Building a Legal Tech Career: The Expert Witness Path
Are you a CTO, senior dev, or freelancer with deep technical skills? This path is high-margin, low-overhead. And demand is growing.
Step 1: Specialize in a Niche
Generalists get ignored. Pick a lane:
- <
- FinTech (payment systems, blockchain, trading algorithms)
- AI/ML (model training data, IP attribution)
- Embedded systems (IoT, automotive, medical)
- Cloud architecture (SaaS, microservices, containers)
<
Step 2: Build a Forensic Toolkit
Create a repeatable process for:
- Code acquisition (with documented chain of custody)
- Metadata extraction (timestamps, git logs, build records)
- Code comparison (using
diff,WinMerge, or AST matching) - Reporting (simple visuals for judges and juries)
Step 3: Get Certified
- EnCE (EnCase Certified Examiner): The gold standard for digital forensics.
- GCFA (GIAC Certified Forensic Analyst): For deep technical analysis.
- CITI Program: Useful for cases involving user data or AI ethics.
Step 4: Network with Law Firms
Start small. Offer pro bono analysis. Write clear, technical white papers. Speak at tech-law events.
My first big case? A Silicon Valley IP partner read my post on “How to Spot a Fake GitHub Repo.” He called the next day.
Real-World Case: The ‘Stack Heir’ Scenario in Software Disputes
Remember the mystery of the “newly discovered” 1804 Dollar? No one knew how it stayed hidden. Software has its own “hidden heir” cases.
In one CMS dispute, the defendant swore their version was built in 2015. But I found a LICENSE.txt file in a minified JS bundle. It referenced the plaintiff’s 2008 software—with their name and a dead domain.
// LICENSE.txt (hidden in minified JS)
Copyright (c) 2008-2015 Acme Corp. All Rights Reserved.

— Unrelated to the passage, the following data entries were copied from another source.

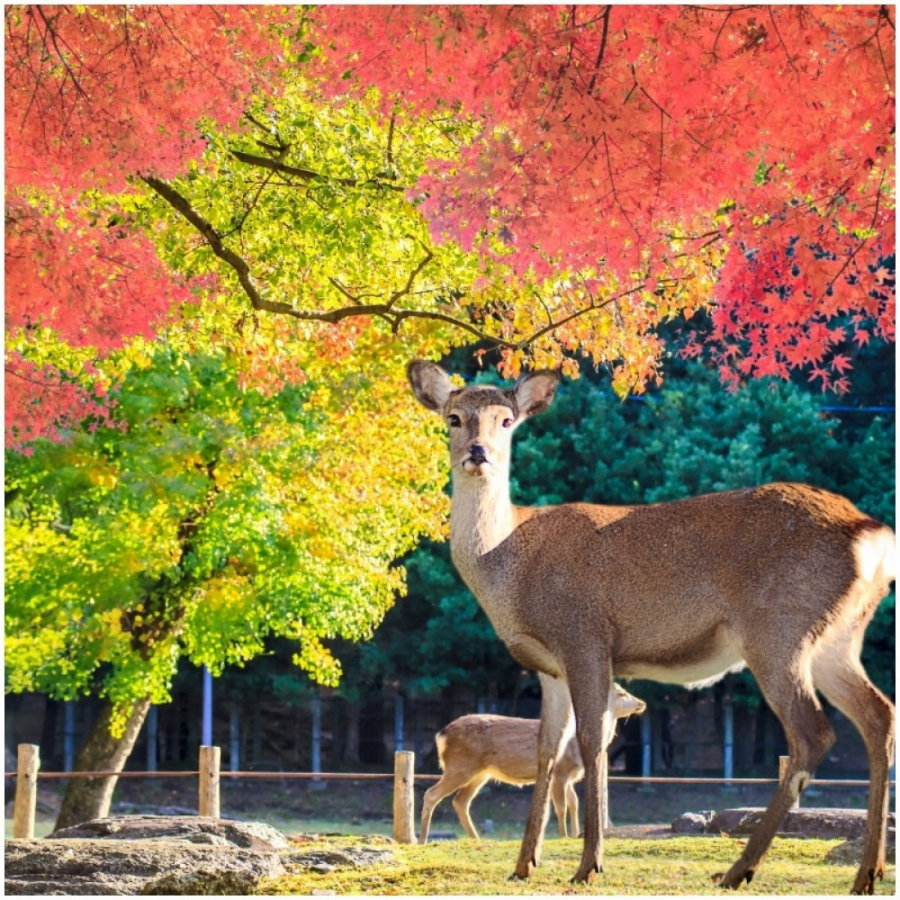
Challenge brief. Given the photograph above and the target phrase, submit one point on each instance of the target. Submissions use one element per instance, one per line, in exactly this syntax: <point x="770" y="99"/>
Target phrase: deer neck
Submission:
<point x="481" y="518"/>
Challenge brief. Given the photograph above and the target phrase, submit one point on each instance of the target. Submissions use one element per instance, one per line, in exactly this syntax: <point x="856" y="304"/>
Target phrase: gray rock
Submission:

Unauthorized use of this software is prohibited.
See https://acme-cms-legacy.com (domain expired 2016)Sound familiar? Like a wealthy heir “rediscovering” a family treasure. But metadata? It never forgets.
Actionable Takeaways for Tech Professionals
- Document everything. Every commit. Every design choice. Every third-party library. Your future self will thank you.
- Use proper version control. Don’t zip folders and call it a backup. Use Git. Write clear commit messages. Sign your work.
- Audit for IP risks. Run
scancode-toolkitto find hidden code. Don’t let a third-party dependency sink your case. - Keep metadata clean. Don’t alter timestamps. Use Jenkins or GitHub Actions. Make builds reproducible.
- Consider expert witness work. It’s not just for lawyers. Tech pros with forensic skills are in demand.
The Future of Legal Tech Careers
The James A. Stack Collection teaches us this: provenance matters. History matters. Documentation matters.
In software, it’s no different.
As an expert witness, I don’t just “analyze code.” I tell its story. I connect dots across time, people, and systems. In IP litigation, that story is everything.
Whether you’re a CTO protecting your company’s IP, a freelancer defending your work, or a VC assessing risk, understanding digital forensics isn’t optional. It’s essential.
The next “1804 Dollar” won’t be in a drawer. It’ll be in a git repo. A cloud backup. A developer’s laptop.
And the people who can find it—and prove where it came from—will shape the future of legal tech.